Actualmente, cada vez hay menos cosas personales. Casi todo es público, voluntaria o involuntariamente.

En ocasiones, es posible defender la privacidad, pero cuando la vida es pública y publicada, resulta imposible.

De las pocas cosas que todavía se pueden mantener en reserva es el estado de salud.

Hay padecimientos que lo permiten porque no afectan la apariencia de las personas. Hay otros, que no.

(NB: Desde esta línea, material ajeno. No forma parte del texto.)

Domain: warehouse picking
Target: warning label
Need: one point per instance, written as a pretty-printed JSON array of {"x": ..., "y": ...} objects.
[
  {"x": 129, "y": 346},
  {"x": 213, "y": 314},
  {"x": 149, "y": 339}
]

Esos que se pueden ocultar, mientras que se controlan o se sanan, dan pie, inclusive, a que algunos respondan a la fórmula de cortesía: ¿Cómo estás? con un “A toda madre, mejor que nunca”, aunque por dentro se los esté llevando la Chi.

(También hay aquellos a quienes ni la cortesía les corremos, porque contestan con una letanía de detalles de sus padecimientos, medicinas y doctores, que resultan harto incómodos. Mejor un simple: “Hola, buenas tardes”).

Pero cuando un posible padecimiento resulta inocultable, ¿qué hacemos?

Algunos nos dirían que evitarlo, hacer como si no existiera, como si fuera de noche cuando estamos al mediodía.

Pero surge una pregunta crucial: ¿aplica la misma lógica cuando se trata de un jefe de Estado?

Viene al caso todo este preludio porque podríamos estar ante algo así.

Que no sería la primera vez, ¿eh?

Enrique Peña Nieto (2012-2018): Fue operado en julio de 2013 para retirarle un nódulo tiroideo benigno y en junio de 2015 de la vesícula biliar.

Andrés Manuel López Obrador (2018-2024): Se le realizó un cateterismo cardíaco de forma programada, en enero de 2022, en el Hospital Militar.

Felipe Calderón Hinojosa (2006-2012): se fracturó un hombro y se lastimó una rodilla, al caerse de la bicicleta.

Vicente Fox Quesada (2000-2006): Fue operado de la columna vertebral, por una hernia discal en marzo de 2003

Ernesto Zedillo Ponce de León (1994-2000): Se sometió a una microcirugía en los meniscos de la rodilla derecha en julio de 1997 tras lastimarse jugando tenis.

Gustavo Díaz Ordaz (1964-1970): Fue sometido a una cirugía por un desprendimiento de retina en 1969.

Adolfo Ruiz Cortines (1952-1958): Se sometió a una operación de apéndice, durante el segundo año de su mandato.

Varias veces he escrito en este espacio que, por estrictas razones profesionales, veo todas las conferencias mañaneras.

Sin atribuirme capacidades extraordinarias sino simple sentido común, creo percibir estados de ánimo, de malestar y de salud. También, de nerviosismo cuando hay algo de lo que no se quiere hablar y se quiere eludir, llenando de paja propagandística para que el reloj corra y con el apoyo incondicional o quizás premiado de quienes hacen preguntas a modo y cínicamente reclaman que no les han dado la palabra y por lo mismo no han cobrado.

En las últimas semanas, parece estar pasando por un mal momento.

Resultan evidentes el temblor de su rostro y su mirada fija en el horizonte.

¿Tenemos los mexicanos motivos para preocuparnos?

Por supuesto no llegaré a la grosera temeridad de especular, pero hay quienes lo comentan con preocupación.

¿No sería mejor transparentar lo transparentable?

No es curiosidad malsana.

Si se quiere controlar la narrativa, la regla indica que hay que dar el primer paso.

Es pregunta: ¿está enfermA?

Y si no, quizás quienes necesite un té con un calmante, a primera hora del día, sea quien esto escribe.